Tim took his eyes off the road just long enough to glance at the author's photograph on the book jacket. “Holy shit, she looks like Martine,” Tim said, and shuddered. “That's all we need, another life coach, Janie,” he said, nudging her. “Janie, wake up for a minute.”
“Yeah?” Jane asked. “I'm awake,” she said, not opening her eyes.
Tim pushed the button on his door that rolled down Jane's window.
“Honey, you've got a great husband and son and friends. You've got to stop worrying about all the wrong stuff. Throw this out your window for me, okay?”
“Okay,” Jane said, tossing
Overstuffed
onto the shoulder of the road.
“Feel better? You've gotten rid of at least five pounds of useless clutter. That's the stuff that needed to go. Right?” Tim asked.

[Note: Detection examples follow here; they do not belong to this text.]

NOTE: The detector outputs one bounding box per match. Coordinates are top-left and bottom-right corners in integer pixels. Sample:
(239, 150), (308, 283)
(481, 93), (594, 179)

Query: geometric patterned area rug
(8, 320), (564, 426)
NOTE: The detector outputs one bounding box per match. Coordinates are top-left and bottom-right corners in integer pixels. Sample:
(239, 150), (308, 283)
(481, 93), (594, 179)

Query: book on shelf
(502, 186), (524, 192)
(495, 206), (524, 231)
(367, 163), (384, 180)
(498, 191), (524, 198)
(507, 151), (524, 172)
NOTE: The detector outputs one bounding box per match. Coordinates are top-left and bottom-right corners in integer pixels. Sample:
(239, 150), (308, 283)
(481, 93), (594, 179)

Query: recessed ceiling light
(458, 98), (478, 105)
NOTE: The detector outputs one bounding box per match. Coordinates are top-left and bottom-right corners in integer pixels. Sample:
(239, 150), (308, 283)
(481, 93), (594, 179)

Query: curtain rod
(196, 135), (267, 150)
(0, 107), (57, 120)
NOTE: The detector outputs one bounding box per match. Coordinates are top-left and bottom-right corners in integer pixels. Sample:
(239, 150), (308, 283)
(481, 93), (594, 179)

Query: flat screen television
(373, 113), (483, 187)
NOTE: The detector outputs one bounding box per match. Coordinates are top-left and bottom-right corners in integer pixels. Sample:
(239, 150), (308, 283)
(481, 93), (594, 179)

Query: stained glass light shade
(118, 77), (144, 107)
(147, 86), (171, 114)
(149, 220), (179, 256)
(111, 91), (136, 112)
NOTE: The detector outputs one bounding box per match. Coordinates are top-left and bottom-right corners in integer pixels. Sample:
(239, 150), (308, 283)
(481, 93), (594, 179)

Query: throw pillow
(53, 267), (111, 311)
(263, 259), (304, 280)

“Yes, five pounds,” murmured Jane.
“Atta girl,” Tim said. “You got it.”
“Okay,” Jane whispered. “Got it. Got Charley and Nick and you and Don and Nellie and Oh⦔
“Quite a cast for a dream,” said Tim, smiling.
“Got it,” Jane said, still sound asleep. “Got all the wrong stuff.”
“Right stuff,” said Tim.
“Right stuff,” repeated Jane, smiling at a dream just beginning to form at the edges of her sleep.